Coffee is grown on trees within the tropic of cancer and tropic of Capricorn.
These hot climates are ideal conditions for coffee plantations and in some parts the trees grow naturally as part of the eco system; more commonly they are cultivated and then harvested, but within these regions they are widely found on roadsides and hills.
Commercially, the coffee bean is planted in raised beds of silt usually from nearby river banks. The silt is high in minerals and provides the coffee bean with all the nutrients it needs to grow from bean to plant.
Once the bean has matured into a sapling, it is transplanted into a larger bed where it is contained within a small plastic bag around the root system, making transplantation easier and less traumatic for the young plant.
There are specialist nurseries that only grow plants for 3 months and sell them to the plantations locally; we visited one of the largest nurseries in Colombia to have a look at the process.
The stages of a coffee tree
The 16 week old saplings, now 25cm in height, are transplanted to new locations and regularly pruned to ensure that the optimum growth is achieved. There will not be any signs of a coffee cherry until the plant first blossoms in a further 52 weeks. 30 weeks after this, the first harvest can be picked.
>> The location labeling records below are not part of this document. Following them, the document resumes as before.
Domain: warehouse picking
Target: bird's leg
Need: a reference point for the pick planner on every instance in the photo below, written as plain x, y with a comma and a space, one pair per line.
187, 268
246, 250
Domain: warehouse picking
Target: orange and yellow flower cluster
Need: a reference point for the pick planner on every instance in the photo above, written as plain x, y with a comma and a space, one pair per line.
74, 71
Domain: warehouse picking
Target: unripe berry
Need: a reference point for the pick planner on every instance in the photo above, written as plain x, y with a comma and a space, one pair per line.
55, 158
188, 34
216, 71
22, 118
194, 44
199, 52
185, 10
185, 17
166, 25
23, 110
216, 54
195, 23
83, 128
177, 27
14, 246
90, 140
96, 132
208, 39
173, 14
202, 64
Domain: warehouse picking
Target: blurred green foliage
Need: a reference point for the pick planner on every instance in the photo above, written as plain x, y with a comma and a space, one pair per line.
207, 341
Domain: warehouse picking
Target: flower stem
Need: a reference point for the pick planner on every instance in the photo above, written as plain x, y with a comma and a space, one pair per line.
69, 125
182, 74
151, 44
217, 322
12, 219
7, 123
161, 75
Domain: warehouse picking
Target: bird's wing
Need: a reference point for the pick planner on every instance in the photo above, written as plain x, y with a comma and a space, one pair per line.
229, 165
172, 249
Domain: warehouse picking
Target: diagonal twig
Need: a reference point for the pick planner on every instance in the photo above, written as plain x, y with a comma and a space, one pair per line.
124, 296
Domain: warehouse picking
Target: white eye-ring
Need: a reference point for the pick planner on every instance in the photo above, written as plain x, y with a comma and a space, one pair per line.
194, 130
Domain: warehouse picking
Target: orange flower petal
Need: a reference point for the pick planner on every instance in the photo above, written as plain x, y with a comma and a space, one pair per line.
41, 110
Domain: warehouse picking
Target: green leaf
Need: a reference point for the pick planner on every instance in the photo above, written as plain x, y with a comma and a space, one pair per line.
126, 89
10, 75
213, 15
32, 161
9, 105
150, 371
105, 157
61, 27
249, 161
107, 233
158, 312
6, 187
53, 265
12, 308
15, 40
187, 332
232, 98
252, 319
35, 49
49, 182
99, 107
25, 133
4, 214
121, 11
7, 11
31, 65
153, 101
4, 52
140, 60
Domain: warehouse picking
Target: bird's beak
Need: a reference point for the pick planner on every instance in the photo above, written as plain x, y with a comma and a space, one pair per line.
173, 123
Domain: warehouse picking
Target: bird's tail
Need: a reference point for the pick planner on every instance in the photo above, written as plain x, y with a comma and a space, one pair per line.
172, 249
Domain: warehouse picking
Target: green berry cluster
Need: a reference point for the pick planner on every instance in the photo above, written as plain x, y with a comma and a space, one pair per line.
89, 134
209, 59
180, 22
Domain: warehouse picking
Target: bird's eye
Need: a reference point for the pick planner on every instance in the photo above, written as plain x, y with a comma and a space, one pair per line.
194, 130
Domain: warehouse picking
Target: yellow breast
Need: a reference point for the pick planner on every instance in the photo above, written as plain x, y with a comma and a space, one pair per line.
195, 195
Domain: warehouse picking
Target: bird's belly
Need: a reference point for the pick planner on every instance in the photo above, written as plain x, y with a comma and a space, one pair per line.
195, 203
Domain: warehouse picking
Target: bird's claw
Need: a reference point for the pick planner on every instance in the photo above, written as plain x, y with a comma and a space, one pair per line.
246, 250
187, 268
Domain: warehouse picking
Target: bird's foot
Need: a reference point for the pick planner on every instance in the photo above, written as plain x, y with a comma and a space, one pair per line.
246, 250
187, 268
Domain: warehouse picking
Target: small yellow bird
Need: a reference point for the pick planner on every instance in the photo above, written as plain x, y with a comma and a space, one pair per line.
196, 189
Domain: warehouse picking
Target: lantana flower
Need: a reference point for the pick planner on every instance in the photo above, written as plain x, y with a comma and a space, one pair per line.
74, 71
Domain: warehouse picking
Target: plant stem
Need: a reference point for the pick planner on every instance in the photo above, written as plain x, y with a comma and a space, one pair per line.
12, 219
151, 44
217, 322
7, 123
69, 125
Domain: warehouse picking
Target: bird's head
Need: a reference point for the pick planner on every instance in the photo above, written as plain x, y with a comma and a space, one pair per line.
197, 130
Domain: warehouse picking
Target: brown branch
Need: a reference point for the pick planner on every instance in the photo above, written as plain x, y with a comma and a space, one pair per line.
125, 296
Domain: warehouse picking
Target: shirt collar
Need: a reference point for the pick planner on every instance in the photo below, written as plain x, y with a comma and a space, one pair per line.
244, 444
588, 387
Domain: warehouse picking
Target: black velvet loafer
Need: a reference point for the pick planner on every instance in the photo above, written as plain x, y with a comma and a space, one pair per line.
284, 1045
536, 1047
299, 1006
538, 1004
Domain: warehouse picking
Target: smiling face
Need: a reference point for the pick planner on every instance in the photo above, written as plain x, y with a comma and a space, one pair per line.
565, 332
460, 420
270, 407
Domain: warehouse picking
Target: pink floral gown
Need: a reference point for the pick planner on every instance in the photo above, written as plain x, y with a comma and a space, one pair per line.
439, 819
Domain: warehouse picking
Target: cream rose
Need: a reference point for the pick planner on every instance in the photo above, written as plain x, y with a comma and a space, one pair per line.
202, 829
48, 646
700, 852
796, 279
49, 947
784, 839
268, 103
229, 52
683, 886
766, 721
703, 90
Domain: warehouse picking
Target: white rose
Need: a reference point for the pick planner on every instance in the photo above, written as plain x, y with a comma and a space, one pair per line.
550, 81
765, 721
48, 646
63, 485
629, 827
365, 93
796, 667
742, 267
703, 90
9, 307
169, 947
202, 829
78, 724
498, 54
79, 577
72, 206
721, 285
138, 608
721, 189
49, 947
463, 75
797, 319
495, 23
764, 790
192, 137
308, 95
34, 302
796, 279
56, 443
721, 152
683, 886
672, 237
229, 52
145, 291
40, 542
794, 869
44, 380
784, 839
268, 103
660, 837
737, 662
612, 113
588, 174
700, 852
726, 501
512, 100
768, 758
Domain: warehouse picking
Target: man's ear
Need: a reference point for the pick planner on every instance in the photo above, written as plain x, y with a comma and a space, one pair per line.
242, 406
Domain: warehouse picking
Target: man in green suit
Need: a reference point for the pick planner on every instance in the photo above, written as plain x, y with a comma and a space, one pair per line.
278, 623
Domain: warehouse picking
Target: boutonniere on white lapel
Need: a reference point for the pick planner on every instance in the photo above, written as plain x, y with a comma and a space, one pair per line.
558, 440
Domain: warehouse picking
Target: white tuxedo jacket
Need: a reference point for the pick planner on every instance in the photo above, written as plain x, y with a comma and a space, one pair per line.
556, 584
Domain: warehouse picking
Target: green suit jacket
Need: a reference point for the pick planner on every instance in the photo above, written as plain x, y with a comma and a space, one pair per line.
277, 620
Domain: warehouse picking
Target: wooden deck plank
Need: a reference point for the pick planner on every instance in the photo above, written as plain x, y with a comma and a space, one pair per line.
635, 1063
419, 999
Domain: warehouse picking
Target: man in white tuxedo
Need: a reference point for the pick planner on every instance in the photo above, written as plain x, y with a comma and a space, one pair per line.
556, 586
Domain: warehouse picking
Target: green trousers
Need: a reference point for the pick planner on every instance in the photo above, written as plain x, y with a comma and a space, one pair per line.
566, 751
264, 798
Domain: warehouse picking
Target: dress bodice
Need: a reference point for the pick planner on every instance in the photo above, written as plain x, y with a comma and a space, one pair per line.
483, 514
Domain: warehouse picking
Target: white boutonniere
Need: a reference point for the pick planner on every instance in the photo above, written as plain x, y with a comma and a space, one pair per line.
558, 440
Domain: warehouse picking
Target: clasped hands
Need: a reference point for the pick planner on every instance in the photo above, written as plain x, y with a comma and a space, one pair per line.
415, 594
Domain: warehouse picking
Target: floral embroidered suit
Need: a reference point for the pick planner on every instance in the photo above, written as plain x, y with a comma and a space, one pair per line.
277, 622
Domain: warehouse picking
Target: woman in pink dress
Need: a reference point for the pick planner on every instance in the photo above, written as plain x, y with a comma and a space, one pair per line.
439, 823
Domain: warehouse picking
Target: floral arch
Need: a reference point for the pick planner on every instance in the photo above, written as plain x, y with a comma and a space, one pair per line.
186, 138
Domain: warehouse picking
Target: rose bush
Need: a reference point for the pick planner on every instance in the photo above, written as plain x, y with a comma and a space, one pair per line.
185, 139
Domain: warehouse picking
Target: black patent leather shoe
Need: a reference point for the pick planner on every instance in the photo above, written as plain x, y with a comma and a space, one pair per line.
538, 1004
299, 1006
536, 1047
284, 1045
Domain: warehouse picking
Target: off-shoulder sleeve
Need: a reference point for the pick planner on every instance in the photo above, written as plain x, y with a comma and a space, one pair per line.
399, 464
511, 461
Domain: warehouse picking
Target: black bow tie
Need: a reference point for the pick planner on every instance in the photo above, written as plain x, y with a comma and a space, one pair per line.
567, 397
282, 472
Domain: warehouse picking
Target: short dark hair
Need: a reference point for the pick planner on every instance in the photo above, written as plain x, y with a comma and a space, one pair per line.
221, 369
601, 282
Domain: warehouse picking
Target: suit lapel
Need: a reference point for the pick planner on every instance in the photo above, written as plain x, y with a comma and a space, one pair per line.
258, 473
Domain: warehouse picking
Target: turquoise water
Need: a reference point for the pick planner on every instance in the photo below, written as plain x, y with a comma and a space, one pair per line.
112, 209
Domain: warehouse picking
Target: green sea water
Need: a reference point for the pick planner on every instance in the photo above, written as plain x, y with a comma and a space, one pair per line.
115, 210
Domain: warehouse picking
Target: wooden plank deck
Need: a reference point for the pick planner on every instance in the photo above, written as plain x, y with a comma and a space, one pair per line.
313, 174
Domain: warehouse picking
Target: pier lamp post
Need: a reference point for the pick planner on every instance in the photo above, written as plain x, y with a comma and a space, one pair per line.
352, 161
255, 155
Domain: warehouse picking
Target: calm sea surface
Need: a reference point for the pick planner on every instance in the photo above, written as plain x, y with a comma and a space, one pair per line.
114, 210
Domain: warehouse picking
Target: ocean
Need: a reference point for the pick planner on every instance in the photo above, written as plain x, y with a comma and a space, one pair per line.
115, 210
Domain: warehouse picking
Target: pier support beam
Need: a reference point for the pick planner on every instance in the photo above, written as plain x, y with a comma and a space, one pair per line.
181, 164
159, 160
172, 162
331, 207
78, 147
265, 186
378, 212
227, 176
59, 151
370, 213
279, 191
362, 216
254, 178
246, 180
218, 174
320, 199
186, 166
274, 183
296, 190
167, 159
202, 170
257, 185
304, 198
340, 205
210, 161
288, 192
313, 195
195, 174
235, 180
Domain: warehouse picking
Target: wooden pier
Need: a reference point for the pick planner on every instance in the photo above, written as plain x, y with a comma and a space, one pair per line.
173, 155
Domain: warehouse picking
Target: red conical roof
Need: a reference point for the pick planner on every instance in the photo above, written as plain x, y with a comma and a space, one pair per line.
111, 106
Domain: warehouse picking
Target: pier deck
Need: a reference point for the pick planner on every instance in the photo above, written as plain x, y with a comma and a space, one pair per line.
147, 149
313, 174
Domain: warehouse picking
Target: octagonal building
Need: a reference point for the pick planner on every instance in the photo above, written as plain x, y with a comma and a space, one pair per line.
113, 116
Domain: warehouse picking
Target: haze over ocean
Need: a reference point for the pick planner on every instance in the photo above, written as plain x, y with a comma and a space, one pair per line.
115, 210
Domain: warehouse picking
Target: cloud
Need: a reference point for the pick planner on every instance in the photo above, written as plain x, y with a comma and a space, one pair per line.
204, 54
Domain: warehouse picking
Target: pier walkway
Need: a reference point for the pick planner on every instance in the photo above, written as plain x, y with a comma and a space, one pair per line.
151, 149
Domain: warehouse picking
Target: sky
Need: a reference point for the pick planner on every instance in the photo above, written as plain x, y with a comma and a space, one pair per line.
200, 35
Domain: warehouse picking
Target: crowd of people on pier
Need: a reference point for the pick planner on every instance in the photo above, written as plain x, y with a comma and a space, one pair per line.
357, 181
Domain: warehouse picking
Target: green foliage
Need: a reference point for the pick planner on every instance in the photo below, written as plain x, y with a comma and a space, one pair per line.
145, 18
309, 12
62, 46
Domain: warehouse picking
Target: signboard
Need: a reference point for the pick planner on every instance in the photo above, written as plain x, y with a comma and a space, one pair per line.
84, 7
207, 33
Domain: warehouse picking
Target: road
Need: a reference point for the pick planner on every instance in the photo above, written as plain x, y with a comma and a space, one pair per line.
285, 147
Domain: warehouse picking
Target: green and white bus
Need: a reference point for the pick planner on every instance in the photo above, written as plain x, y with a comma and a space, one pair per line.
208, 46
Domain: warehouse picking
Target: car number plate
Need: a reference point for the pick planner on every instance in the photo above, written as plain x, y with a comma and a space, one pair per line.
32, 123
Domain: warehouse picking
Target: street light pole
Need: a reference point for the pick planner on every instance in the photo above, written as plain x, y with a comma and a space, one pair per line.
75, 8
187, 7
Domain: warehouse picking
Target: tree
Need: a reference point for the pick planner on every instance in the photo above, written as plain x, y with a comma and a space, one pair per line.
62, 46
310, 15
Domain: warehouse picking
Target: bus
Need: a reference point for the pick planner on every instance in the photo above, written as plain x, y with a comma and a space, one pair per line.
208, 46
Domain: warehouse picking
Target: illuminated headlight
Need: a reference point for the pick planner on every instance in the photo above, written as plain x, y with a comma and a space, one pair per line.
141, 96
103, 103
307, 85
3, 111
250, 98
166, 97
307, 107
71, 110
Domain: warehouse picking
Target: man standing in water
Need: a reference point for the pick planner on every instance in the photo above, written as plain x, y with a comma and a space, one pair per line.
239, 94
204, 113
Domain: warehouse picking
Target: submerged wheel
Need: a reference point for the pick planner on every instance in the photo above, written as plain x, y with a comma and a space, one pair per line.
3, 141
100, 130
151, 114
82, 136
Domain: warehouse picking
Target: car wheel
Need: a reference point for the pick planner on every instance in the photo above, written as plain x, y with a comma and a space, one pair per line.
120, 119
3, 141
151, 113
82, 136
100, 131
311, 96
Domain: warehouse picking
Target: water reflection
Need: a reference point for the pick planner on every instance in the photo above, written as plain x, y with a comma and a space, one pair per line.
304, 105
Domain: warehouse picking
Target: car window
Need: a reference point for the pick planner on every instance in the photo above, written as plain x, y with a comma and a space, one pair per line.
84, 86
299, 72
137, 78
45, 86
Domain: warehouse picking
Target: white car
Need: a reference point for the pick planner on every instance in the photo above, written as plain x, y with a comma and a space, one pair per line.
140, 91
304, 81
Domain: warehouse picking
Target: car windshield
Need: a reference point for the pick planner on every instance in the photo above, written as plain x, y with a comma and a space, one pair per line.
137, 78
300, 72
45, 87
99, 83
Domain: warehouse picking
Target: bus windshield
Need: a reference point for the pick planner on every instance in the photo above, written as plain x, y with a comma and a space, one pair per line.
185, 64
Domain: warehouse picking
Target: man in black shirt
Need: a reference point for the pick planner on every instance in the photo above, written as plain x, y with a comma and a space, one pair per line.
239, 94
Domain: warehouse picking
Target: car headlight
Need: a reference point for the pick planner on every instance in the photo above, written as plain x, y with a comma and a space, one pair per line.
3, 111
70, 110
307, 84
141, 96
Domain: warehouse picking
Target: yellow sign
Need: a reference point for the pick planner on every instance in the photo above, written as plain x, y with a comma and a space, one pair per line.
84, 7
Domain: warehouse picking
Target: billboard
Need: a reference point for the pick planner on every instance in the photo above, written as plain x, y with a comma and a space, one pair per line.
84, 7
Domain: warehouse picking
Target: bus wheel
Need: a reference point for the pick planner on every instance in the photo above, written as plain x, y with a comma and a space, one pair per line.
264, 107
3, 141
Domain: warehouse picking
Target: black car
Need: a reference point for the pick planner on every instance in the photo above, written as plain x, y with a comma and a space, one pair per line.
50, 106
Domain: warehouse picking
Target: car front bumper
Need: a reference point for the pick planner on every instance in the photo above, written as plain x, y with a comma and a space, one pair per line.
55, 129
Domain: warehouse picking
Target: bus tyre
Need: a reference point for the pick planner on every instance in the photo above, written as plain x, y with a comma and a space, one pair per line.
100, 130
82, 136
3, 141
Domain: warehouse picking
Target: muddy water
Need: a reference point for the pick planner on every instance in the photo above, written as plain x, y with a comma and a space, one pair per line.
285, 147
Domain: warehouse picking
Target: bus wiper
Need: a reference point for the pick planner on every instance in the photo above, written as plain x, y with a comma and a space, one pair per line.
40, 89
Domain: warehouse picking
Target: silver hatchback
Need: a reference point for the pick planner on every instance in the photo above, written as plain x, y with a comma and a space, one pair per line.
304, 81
The coffee tree will produce for 4-5 years.
After this, the coffee tree will be cut down to the ground and the root system will generate 3 new shoots into a tree. The extensive root system remains and the new trees start the cycle again.
This is the most effective way of producing coffee and gives the highest yield; however this does mean one fifth of the farm will never be cropping, only growing to reach maturity.
In Colombia as in many other countries, the plants crop twice per year.